Industrial leaders have called for a reduction in interest rates to help them stay competitive globally, but the government appears satisfied with low economic growth, shrinking exports, rising imports and worsening poverty.

Several manufacturers have already begun shifting operations to Egypt, Mexico, Dubai and Vietnam. Some analysts say pressure is building for at least a 100 basis point cut when the policy is announced on Monday, though most believe the IMF’s stance will prevail.

The last reduction in the policy rate came in May. Since then, the benchmark rate has held at 11 per cent, even as headline inflation dipped to three per cent earlier this year. November inflation was recorded at 6.1pc, compared to 6.2pc in October.

The IMF, which released a $1.2 billion tranche on Thursday, praised the State Bank for maintaining positive real interest rates on a forward-looking basis and said the monetary stance must remain tight and data-driven.

Industrialists demand reduction to stay competitive globally

For the past three years, high interest rates have weighed on growth — first due to record 38pc inflation and now despite inflation falling sharply. Economic expansion has averaged below 2pc, while the central bank has remained focused on “sustainable growth”.

“With inflation under control, PKR holding steady, and reserves outperforming targets, it is imperative for SBP to pivot,” Interloop Limited CEO Musadaq Zulqarnain said in a post on X.

Interloop recently installed a textile unit in Egypt. He said Pakistan’s growth engine had stalled and the industry was under severe stress. “A timely reduction in rates will catalyse business activity — and materially ease the government’s fiscal burden. The moment calls for decisive monetary support,” he added.

However, senior banker Rashid M. Alam said inflation is unlikely to decline any further.

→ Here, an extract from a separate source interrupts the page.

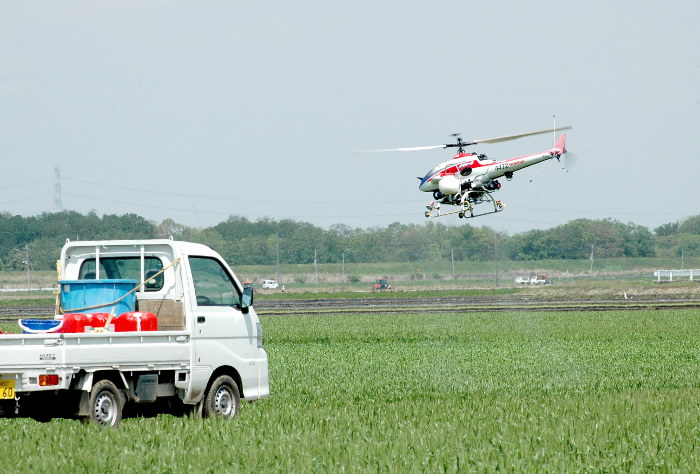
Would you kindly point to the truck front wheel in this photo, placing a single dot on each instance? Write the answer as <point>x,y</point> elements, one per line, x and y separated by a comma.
<point>222,399</point>
<point>106,404</point>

If the monetary stance is guided strictly by inflation, then the State Bank should keep the rate as it is at 11pc, he said.

He added that the market remains uncertain, and any rate-cutting cycle amid high inflation, political uncertainty, border tensions, elevated petroleum prices and a widening current account deficit could trigger instability. Considering all these things, the case is to stay neutral, he said.

A former caretaker federal commerce minister, who is also an industrialist, posted on X that Pakistan’s interest rates are nearly twice those of regional economies, including China and India.

“Over the last 36 months, we have attempted to stabilise the economy but achieved less than 2 per cent aggregate growth,” he said, urging the government to reduce interest rates to around 6pc and bring real interest rates down to 1pc.